A Joint Mission for Change
In August 2019, the Catholic Charities Immigration Clinic at Gonzaga Law School officially launched with the dual purpose of supporting low-income individuals in need of immigration legal assistance while providing training to the next generation of immigration lawyers.
The clinic is housed within University Legal Assistance (ULA), Gonzaga’s public-serving law clinic, with second- and third-year law students advocating for clients under the direction of a supervising attorney. Students began serving eligible clients in fall 2019 with pro bono representation primarily in the areas of family reunification, humanitarian-based visas, and naturalization assistance.

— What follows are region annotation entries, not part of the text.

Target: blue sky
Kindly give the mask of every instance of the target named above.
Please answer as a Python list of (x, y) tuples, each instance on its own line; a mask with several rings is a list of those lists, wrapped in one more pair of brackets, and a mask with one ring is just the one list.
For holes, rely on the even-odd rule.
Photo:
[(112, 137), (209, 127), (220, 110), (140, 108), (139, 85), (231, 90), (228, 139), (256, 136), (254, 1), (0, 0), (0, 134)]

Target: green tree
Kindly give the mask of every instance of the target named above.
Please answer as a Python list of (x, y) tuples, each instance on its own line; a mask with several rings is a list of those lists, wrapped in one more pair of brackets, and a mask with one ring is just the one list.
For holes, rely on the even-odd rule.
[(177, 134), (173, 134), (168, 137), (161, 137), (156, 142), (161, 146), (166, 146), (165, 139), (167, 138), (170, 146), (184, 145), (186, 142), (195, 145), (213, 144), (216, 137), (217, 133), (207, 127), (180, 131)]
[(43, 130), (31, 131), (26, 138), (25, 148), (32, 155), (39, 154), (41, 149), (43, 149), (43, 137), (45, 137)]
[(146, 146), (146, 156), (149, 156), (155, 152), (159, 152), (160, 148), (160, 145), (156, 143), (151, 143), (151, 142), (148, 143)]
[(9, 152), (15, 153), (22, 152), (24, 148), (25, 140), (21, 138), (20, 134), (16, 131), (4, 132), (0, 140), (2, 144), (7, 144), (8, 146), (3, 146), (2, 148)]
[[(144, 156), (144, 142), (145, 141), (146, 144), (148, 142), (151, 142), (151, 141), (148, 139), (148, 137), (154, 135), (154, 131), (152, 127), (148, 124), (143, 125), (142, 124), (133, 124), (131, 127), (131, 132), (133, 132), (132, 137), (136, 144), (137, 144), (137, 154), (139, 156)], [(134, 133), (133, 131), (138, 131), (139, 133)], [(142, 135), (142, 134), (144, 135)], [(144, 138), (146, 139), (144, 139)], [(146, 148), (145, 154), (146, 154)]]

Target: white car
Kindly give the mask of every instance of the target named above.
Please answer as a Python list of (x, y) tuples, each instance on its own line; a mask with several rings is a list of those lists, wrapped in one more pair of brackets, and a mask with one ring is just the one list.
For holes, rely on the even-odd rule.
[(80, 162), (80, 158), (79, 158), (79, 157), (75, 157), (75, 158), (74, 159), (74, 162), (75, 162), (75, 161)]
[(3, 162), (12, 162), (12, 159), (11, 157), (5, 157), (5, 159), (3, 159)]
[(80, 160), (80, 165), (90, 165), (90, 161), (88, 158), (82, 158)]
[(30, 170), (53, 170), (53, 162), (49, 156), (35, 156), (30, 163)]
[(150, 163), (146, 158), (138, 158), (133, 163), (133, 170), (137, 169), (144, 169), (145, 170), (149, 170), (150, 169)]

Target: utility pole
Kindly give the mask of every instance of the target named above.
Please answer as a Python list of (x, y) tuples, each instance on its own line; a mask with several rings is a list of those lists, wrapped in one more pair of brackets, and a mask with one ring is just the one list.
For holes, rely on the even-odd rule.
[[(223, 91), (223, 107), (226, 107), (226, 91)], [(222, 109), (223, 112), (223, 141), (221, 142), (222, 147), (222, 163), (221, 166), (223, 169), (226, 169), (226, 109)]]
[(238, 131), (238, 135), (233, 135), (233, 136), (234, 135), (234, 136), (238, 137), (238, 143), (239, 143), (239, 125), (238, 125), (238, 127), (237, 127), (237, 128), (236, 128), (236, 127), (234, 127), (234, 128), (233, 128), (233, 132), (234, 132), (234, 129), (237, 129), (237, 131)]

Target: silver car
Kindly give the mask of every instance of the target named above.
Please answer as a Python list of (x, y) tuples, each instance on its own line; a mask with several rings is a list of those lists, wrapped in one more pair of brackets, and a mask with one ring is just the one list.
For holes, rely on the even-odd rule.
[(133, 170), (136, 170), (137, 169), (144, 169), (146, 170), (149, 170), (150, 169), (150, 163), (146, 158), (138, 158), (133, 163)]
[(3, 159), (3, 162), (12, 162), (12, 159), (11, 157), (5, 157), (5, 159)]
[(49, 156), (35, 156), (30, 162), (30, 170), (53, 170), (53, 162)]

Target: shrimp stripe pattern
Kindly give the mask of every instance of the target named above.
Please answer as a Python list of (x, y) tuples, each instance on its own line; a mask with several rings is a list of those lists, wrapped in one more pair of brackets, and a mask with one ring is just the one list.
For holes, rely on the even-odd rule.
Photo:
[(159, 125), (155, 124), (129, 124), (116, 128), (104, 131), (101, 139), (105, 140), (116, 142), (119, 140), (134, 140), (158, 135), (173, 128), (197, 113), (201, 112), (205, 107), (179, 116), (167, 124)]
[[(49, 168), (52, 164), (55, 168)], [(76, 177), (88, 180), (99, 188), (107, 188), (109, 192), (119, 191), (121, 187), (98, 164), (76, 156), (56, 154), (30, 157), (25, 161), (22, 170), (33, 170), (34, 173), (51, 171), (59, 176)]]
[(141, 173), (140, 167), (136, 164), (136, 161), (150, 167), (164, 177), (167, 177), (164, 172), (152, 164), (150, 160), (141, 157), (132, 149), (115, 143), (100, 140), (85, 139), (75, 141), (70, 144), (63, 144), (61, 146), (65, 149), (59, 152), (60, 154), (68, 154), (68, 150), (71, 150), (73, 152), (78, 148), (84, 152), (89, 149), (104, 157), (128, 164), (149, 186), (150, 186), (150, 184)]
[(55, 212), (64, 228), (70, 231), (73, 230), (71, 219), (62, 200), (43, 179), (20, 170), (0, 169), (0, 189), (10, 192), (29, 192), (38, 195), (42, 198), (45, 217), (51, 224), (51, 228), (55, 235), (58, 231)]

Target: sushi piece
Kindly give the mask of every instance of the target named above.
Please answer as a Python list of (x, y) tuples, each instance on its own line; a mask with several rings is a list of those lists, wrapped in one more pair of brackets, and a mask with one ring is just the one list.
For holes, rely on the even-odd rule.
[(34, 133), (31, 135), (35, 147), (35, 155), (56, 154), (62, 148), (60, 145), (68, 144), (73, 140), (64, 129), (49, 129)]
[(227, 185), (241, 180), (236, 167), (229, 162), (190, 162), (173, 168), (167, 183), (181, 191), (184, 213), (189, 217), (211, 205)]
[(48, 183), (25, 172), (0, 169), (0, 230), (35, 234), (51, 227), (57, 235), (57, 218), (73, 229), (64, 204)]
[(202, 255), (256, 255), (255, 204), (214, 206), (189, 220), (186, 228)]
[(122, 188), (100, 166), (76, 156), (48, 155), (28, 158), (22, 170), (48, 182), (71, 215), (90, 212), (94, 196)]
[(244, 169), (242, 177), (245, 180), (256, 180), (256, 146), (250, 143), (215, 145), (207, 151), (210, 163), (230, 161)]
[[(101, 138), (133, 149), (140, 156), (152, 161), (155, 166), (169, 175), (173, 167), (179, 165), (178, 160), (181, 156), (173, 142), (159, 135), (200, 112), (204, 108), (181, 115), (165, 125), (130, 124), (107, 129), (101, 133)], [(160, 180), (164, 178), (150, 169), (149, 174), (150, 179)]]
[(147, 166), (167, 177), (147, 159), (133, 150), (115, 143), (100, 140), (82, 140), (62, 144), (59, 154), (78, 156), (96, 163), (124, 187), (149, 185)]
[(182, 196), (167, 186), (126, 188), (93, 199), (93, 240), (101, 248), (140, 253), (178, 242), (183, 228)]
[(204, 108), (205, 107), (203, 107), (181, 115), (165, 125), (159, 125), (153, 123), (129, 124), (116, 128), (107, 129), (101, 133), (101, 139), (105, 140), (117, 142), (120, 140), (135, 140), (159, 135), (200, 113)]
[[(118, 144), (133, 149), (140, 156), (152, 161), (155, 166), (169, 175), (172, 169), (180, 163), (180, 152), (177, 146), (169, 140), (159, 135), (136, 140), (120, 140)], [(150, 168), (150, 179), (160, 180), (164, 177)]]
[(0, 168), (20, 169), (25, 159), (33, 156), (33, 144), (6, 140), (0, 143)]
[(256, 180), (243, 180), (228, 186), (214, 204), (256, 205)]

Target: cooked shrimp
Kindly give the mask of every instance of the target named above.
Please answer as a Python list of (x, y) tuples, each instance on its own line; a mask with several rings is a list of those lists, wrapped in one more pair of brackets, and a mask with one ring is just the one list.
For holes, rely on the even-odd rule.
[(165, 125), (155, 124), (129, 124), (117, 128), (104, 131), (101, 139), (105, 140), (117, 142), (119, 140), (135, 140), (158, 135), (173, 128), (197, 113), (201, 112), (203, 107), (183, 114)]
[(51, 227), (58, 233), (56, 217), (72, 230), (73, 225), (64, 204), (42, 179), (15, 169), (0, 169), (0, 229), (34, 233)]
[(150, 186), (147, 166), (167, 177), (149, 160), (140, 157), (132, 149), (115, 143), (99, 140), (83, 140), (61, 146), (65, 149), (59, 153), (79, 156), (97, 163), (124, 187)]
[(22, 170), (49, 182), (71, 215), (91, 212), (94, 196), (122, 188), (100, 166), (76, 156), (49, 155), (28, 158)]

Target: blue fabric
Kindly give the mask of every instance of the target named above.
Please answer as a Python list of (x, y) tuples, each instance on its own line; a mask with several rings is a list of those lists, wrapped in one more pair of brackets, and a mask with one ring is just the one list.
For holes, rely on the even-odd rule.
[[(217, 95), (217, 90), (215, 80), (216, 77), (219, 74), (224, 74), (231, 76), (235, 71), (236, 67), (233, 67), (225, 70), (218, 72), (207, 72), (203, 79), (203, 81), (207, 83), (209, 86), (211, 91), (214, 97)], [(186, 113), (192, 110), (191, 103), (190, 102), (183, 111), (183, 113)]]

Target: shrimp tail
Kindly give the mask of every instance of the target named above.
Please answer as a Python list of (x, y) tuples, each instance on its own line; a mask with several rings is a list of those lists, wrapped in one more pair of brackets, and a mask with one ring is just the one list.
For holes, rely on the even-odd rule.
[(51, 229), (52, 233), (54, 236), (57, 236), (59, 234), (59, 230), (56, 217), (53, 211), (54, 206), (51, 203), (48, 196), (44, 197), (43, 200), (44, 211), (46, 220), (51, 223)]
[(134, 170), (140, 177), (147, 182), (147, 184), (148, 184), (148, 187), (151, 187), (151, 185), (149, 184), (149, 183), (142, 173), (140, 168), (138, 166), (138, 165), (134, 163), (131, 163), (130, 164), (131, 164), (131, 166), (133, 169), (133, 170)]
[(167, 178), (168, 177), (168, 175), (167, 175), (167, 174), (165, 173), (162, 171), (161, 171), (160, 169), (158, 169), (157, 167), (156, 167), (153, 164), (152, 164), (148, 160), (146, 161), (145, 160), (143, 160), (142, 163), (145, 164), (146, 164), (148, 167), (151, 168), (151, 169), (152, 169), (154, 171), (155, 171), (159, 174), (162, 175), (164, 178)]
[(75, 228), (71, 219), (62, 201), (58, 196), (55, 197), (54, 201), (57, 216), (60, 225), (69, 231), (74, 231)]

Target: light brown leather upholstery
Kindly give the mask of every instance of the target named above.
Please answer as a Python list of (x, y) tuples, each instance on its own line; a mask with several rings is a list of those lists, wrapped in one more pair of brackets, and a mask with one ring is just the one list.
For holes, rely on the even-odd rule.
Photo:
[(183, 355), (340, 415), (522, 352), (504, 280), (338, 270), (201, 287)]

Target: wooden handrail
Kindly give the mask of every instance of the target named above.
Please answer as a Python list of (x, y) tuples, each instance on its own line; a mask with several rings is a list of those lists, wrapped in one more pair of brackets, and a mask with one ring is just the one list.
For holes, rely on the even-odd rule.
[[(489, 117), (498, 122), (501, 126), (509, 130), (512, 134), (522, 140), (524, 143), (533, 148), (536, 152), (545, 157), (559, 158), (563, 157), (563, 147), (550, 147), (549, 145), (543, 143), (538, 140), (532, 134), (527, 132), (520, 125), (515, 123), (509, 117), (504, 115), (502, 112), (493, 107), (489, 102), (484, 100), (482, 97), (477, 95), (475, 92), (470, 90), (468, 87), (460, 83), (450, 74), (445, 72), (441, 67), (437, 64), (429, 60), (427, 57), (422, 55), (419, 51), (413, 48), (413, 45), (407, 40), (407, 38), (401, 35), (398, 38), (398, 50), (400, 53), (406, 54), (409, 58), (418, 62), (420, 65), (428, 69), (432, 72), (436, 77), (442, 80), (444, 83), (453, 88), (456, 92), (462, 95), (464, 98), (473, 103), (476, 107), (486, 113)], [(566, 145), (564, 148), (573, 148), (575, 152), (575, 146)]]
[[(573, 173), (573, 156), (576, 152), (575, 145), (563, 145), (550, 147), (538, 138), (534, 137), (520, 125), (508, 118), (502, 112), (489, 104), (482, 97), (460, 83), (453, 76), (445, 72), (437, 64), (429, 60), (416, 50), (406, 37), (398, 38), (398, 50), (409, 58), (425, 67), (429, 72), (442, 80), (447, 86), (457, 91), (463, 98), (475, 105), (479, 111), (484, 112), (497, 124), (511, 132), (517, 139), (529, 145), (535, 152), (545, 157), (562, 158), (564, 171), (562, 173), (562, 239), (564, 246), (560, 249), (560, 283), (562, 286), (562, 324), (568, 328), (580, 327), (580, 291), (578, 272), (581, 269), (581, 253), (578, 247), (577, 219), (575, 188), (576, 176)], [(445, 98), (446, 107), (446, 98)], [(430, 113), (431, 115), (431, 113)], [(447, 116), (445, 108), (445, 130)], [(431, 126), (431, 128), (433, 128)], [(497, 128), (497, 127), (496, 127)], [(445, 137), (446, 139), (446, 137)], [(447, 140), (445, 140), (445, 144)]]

“I’m thrilled to join Gonzaga in finding creative, new ways to serve our immigrant neighbors. This is a unique collaboration between a Catholic Charities organization and a Catholic university in the area of immigration legal services in the United States,” said Rob McCann, Gonzaga alum and president and CEO of Catholic Charities Eastern Washington. “God calls us to go to the margins to serve the vulnerable, and our partnership means we can bring more resources and providers to this underserved group.”
Students, staff, and alumni provide legal assistance to asylum seekers, Kino Border Initiative, Nogales, MX
True to the missions of both Gonzaga University and Catholic Charities in demonstrating Jesuit, humanistic values, the Nogales project provided students the opportunity to gain a unique, authentic experience while working with asylum seekers at the southern border. The group ultimately completed 32 Applications for Asylum and Withholding of Removal for migrants to present when their time came to appear before an immigration judge.
As Sarah Guzmán, director of Alumni Engagement & Strategic Initiatives, shared in a recent reflection, “We will never know the outcome of the 32 applications, the students, staff, and alumni took. We will never see their faces again…We can carry on their stories in our hearts, and more importantly, we can share them. We share them with those who need to understand that our laws need to change. We need to open our borders. We need to open our hearts.”